Background: Antimicrobial resistance is increasing among Escherichia coli isolates associated with spontaneous infection in dogs and cats.
Objectives: To describe E. coli resistance phenotypes and clonal relatedness and their regional prevalence.
Animals: Isolates of E. coli (n = 376) collected from dogs and cats in the United States between May and September 2005.
Methods: Isolates submitted from the South, West, Northeast, and Midwest regions of the United States were prospectively studied. Phenotype was based on E-test susceptibility to 7 antimicrobials. Isolates were classified as no (NDR), single (SDR), or multidrug resistance (MDR). Clonal relatedness was determined by pulsed-field gel electrophoresis (PFGE).
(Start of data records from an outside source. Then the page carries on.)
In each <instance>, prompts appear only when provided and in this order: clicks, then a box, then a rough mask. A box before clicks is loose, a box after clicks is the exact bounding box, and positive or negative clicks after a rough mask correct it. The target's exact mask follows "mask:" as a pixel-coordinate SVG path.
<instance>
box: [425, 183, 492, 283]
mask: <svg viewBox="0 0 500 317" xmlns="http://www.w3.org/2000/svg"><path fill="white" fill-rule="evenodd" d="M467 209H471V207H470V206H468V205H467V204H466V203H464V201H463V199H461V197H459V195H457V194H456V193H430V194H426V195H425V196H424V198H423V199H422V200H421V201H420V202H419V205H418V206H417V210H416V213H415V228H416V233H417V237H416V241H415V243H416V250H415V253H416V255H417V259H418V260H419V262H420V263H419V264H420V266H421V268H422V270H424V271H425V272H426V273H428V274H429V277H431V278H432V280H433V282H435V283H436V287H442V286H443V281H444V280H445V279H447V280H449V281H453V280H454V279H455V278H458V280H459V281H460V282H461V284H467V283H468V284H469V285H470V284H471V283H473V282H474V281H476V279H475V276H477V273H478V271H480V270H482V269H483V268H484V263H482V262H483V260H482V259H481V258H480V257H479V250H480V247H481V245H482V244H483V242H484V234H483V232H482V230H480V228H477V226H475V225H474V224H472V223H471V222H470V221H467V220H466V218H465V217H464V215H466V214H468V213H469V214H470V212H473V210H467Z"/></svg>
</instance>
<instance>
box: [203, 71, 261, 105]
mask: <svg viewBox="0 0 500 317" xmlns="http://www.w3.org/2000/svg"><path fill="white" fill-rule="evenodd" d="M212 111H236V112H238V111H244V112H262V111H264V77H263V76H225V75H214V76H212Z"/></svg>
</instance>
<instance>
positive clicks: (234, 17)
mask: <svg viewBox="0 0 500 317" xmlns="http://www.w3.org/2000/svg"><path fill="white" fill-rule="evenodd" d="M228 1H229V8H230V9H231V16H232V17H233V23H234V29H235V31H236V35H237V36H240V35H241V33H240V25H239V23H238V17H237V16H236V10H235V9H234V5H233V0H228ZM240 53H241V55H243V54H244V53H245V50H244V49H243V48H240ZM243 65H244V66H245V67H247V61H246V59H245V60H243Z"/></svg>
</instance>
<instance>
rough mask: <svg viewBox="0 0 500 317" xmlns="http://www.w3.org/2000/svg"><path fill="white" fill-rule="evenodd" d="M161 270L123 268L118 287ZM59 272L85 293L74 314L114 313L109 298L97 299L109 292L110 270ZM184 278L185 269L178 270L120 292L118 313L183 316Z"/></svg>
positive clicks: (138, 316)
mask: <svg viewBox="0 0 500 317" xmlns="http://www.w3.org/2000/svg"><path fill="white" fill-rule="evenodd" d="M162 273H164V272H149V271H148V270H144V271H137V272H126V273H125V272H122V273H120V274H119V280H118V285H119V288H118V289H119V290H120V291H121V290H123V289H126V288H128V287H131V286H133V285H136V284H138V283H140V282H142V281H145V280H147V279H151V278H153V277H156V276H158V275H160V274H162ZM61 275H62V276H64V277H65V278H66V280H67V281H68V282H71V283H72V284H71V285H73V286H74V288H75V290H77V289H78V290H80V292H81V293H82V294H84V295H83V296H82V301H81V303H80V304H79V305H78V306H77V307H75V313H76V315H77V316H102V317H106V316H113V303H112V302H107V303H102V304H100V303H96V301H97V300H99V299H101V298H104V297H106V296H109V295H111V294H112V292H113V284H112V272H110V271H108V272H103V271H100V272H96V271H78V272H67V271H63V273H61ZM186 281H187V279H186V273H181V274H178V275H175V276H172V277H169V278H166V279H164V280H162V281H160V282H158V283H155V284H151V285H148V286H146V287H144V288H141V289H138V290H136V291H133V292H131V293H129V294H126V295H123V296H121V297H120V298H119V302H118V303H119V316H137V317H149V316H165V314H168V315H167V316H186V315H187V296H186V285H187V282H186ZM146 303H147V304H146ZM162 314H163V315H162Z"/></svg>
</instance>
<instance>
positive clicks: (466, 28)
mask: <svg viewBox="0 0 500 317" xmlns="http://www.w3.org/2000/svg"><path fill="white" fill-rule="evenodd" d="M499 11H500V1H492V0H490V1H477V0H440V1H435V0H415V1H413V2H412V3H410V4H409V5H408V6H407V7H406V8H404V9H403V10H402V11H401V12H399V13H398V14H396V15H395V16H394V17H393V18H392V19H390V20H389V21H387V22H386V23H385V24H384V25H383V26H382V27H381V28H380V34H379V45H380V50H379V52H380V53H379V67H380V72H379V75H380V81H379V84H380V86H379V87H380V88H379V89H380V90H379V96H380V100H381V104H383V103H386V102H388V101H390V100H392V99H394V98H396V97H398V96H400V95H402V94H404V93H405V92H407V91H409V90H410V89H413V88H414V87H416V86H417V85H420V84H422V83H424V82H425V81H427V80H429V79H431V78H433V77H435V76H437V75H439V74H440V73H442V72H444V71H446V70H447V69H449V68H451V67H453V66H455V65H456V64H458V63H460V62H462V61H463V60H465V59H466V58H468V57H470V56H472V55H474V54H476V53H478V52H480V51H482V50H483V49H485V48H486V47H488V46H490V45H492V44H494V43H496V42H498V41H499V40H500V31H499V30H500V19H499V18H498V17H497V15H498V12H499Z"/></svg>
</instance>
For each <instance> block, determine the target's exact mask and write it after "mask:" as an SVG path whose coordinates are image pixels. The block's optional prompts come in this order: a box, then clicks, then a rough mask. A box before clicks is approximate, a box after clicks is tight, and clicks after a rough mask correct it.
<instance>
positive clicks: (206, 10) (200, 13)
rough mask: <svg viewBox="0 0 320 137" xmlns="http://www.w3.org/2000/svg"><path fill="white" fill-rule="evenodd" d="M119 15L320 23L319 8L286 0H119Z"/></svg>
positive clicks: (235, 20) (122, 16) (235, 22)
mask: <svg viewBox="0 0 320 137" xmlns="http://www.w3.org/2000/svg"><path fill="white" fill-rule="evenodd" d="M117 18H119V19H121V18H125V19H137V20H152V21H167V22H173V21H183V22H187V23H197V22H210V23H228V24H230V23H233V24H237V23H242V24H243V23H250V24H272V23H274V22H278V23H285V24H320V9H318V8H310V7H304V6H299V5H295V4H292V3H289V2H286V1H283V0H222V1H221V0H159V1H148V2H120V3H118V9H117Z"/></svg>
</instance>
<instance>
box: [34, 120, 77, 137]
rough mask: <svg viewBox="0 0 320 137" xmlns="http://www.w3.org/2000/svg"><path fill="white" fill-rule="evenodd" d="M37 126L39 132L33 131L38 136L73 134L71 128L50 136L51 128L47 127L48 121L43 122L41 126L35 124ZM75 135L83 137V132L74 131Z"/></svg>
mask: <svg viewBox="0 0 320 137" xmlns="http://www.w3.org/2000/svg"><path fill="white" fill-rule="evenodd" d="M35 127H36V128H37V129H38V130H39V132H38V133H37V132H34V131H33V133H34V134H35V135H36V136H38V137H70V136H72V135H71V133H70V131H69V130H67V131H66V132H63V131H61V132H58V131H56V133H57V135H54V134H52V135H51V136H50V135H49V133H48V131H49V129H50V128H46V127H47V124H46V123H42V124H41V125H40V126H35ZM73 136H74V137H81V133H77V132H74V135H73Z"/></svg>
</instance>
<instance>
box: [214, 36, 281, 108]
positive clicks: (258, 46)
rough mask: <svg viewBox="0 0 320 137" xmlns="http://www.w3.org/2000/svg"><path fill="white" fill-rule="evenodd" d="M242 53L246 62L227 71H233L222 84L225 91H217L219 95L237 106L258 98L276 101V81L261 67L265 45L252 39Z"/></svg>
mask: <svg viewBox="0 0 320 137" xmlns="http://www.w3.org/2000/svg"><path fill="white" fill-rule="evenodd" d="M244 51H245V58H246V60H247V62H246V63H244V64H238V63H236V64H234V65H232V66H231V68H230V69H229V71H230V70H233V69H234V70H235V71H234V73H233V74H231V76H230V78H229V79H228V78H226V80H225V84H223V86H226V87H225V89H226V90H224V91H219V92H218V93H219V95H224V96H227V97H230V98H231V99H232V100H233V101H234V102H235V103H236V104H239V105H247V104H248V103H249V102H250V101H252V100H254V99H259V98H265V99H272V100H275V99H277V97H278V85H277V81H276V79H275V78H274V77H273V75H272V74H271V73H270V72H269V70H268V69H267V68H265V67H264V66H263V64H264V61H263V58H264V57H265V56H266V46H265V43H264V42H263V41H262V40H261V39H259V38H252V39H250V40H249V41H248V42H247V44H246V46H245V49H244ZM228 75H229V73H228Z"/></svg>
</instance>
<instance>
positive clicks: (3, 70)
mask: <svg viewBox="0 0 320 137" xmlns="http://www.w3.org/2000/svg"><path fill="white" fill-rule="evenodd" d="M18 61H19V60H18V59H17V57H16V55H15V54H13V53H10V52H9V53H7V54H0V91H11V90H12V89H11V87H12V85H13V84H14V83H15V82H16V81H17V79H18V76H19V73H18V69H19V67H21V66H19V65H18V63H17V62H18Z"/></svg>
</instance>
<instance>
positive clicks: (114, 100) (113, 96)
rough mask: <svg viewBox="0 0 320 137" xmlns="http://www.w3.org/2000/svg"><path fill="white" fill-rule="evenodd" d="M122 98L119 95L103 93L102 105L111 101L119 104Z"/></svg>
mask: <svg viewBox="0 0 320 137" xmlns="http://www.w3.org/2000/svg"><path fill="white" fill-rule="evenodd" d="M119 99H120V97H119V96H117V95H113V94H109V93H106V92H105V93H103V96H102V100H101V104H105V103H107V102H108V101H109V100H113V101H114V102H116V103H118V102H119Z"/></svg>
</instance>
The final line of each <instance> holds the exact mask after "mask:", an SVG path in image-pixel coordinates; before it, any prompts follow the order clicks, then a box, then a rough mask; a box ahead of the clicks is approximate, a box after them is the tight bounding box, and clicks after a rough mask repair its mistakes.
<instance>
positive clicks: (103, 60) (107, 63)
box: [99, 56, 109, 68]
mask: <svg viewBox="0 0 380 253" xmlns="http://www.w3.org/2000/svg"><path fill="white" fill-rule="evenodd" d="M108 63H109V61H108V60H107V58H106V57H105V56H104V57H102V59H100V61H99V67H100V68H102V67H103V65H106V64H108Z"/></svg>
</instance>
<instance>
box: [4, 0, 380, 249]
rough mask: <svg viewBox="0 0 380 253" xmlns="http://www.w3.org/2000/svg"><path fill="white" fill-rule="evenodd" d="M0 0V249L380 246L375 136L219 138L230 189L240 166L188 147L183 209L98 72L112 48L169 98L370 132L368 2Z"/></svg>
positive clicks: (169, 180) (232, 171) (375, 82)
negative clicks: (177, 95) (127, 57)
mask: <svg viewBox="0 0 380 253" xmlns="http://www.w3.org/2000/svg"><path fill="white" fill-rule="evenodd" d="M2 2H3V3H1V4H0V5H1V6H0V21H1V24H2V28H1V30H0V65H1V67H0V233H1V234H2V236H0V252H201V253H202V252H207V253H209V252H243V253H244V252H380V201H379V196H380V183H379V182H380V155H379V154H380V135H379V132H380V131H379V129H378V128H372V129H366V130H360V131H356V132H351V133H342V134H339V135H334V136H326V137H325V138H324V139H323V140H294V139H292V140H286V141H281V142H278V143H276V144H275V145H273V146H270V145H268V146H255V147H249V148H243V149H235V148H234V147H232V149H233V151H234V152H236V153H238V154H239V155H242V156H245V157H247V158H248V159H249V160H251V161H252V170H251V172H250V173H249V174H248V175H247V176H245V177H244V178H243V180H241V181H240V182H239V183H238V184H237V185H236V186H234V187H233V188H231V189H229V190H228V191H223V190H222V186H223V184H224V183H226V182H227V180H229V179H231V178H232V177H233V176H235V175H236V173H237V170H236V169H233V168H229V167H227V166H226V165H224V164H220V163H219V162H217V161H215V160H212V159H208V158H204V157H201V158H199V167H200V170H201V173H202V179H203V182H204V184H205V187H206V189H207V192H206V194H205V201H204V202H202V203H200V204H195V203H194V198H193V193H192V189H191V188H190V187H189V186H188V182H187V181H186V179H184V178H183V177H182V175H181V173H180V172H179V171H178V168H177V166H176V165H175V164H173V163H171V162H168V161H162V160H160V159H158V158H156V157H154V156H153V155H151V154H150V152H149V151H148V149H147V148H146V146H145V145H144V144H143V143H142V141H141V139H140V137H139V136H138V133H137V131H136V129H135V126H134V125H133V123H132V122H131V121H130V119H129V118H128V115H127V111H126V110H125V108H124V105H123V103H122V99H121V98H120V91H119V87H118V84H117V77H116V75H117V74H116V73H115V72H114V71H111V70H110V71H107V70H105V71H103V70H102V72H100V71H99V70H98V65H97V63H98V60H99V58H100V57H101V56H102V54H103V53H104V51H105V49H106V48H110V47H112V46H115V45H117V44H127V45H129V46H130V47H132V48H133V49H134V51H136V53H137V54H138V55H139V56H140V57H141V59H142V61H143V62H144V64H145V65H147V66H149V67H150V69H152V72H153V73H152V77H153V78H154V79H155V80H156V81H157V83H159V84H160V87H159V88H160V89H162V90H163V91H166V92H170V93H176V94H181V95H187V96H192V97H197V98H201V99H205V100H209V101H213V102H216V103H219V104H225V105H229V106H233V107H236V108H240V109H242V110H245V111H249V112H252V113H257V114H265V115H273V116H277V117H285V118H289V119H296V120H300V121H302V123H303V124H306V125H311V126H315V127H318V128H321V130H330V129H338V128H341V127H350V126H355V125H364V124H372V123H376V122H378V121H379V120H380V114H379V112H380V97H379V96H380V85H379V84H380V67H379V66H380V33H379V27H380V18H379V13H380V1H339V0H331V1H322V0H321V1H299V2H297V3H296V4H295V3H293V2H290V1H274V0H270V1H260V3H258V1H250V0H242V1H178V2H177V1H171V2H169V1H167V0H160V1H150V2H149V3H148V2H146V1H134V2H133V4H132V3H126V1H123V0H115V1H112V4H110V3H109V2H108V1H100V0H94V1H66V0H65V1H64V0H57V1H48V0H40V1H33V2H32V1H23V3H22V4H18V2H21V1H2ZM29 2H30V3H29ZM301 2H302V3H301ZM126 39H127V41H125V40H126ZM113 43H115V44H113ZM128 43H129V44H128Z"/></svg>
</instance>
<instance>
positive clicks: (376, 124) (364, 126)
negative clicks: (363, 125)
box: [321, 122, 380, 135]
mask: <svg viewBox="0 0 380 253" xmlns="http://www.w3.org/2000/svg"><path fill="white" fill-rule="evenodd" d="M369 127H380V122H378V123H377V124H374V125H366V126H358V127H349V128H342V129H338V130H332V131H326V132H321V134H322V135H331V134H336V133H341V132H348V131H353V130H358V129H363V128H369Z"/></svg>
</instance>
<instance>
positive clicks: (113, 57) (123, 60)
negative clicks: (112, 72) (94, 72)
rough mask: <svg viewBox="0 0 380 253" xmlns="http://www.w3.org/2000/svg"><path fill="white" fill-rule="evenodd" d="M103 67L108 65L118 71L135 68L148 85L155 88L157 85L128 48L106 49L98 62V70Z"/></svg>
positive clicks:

Results: One hundred and ninety-three (51%) isolates expressed resistance to at least 1 drug, yielding 42 phenotypes. SDR isolates (n = 84; 44%, 8 phenotypes), expressed resistance most commonly to amoxicillin (30%, n = 25) and least commonly to cefpodoxime (1%, n = 1). MDR isolates (n = 109; 56%, 31 phenotypes) were resistant to amoxicillin (96%, n = 105), amoxicillin-clavulanate (85%, n = 93), and enrofloxacin (64%, n = 70); 18% (n = 20) were resistant to all drugs tested. The frequency of MDR did not differ regionally (P = .066). MDR minimum inhibitory concentrations (MICs) were 6-fold higher than SDR MICs (P < .0001). Dendrograms of 91 isolates representing 25 phenotypes revealed 62 different PFGE profiles.
Conclusions and clinical importance: E. coli strains spontaneously infecting dogs and cats are genetically and phenotypically diverse. Given the current prevalence of MDR among clinical isolates of E. coli in United States, implementation of a robust surveillance program is warranted.